Many commentators were concerned that social care had received so little funding and attention in the budget, with just an extra £600m announced for social care substantially less than the NHS has received. This is particularly concerning as care providers face extra costs from national insurance changes and minimum wage increases. Saffron Corderoy noted:
“Social care needs urgent attention too. That can can’t be kicked down the road any longer. An underfunded, overstretched social care sector needs urgent reform and more resources not just to give people the care they need but to help to ease mounting pressure across the NHS.”
Anita Charlesworth, Senior Economic Advisor at The Health Foundation, noted that while the Budget provided “a welcome funding boost for the NHS, in many ways the challenges facing social care are, if anything, even greater.” Adding that NHS trust leaders had highlighted that social care capacity was one of the three greatest risks to the provision of high-quality patient care over winter.
There also appears to be little in this budget that will help the NHS with its long-term aims to move to a greater focus on preventative care, and from hospitals to community care. Sally Gainsbury noted that
“it is hard to see how the figure for 2025/26 creates any sort of headroom for moving from hospital to community/primary care,”
with no money for double-running of services, experimentation and new care pathways.
This lack of head-room means that once again short-termism rules and the long-term aspirations for the NHS continue to be undermined.
In capital spending, however, Siva Anandaciva, at the King’s Fund noted that the Chancellor made the very welcome step of announcing that capital budgets will now be set for five years and extended every two years at spending reviews, moving away from short-termism.
This budget is the first phase of a two-part spending review and sets the spending for health and care services in 2024/25 and 2025/26. Phase 2 comes in next year’s spending review, which will set budgets for 2026/27 and 2027/28.
As already noted the figure in the budget is rarely the final figure for spending on health. The Autumn Budget has reset spending levels for the current financial year (2024/25), but the onset of winter may well result in the need for more funding to be voted through early in 2025 to avoid the DHSC overspending its budget.

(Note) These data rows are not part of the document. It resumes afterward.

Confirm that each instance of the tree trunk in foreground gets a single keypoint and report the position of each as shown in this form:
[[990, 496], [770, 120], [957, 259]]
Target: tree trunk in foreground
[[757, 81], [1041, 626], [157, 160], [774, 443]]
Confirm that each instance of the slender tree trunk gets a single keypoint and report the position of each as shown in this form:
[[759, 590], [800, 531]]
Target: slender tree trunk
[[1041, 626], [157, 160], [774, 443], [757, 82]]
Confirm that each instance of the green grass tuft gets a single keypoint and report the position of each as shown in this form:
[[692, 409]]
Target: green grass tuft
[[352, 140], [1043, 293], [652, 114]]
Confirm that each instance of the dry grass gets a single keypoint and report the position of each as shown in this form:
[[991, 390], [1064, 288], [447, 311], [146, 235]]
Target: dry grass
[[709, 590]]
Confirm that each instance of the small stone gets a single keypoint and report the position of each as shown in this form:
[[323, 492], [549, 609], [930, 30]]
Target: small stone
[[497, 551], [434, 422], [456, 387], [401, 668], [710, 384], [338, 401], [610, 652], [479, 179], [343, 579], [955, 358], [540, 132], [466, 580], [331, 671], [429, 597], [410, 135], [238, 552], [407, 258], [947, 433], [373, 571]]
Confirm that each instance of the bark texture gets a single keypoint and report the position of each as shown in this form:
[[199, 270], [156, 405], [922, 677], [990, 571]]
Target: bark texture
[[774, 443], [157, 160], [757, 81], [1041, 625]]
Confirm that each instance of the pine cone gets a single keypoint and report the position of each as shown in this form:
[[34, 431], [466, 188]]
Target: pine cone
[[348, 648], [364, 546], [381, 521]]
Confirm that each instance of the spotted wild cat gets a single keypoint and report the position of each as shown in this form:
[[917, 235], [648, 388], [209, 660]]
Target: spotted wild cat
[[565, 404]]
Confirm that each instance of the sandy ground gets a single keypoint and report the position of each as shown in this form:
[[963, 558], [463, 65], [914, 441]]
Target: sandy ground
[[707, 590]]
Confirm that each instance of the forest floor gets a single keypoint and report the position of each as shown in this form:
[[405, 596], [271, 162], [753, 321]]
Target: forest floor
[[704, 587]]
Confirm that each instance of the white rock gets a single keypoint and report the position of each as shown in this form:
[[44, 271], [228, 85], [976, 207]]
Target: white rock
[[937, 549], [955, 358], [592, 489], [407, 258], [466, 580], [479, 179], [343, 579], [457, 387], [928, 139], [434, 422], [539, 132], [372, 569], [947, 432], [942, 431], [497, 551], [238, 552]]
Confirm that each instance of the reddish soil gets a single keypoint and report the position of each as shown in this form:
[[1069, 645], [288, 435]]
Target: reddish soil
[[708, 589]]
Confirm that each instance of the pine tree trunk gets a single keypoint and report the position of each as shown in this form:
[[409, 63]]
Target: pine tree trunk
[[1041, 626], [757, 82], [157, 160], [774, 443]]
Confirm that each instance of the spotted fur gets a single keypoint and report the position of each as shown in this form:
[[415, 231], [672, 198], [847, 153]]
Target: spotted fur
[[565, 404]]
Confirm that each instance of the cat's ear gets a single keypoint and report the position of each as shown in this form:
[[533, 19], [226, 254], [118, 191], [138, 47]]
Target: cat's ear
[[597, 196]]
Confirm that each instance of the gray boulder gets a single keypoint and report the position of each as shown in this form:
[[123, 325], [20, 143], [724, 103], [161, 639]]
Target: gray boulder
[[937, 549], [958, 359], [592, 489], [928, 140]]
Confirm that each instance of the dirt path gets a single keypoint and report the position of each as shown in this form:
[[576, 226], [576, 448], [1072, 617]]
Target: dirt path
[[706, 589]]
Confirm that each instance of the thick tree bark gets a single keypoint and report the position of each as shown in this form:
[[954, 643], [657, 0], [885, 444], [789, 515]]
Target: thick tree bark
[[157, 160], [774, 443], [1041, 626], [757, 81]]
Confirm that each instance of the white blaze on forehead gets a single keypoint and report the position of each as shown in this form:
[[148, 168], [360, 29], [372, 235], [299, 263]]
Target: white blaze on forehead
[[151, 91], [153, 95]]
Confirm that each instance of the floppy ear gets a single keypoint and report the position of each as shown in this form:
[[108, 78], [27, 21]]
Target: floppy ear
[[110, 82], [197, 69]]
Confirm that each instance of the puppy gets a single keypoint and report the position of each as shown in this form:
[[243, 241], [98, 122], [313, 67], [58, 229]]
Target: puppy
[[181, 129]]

After years of underfunding leading to staffing issues, failing infrastructure and financial deficits, commentators agree that this is a budget that will help keep the NHS moving and deliver some improvement, albeit in a patchy way that will not be seen across the entire system, but it is unlikely to allow the NHS to make significant changes to the way it operates and towards its goal of moving to preventative care. For that to happen, budgets across the time of the parliament and beyond will have to keep up the increased investment.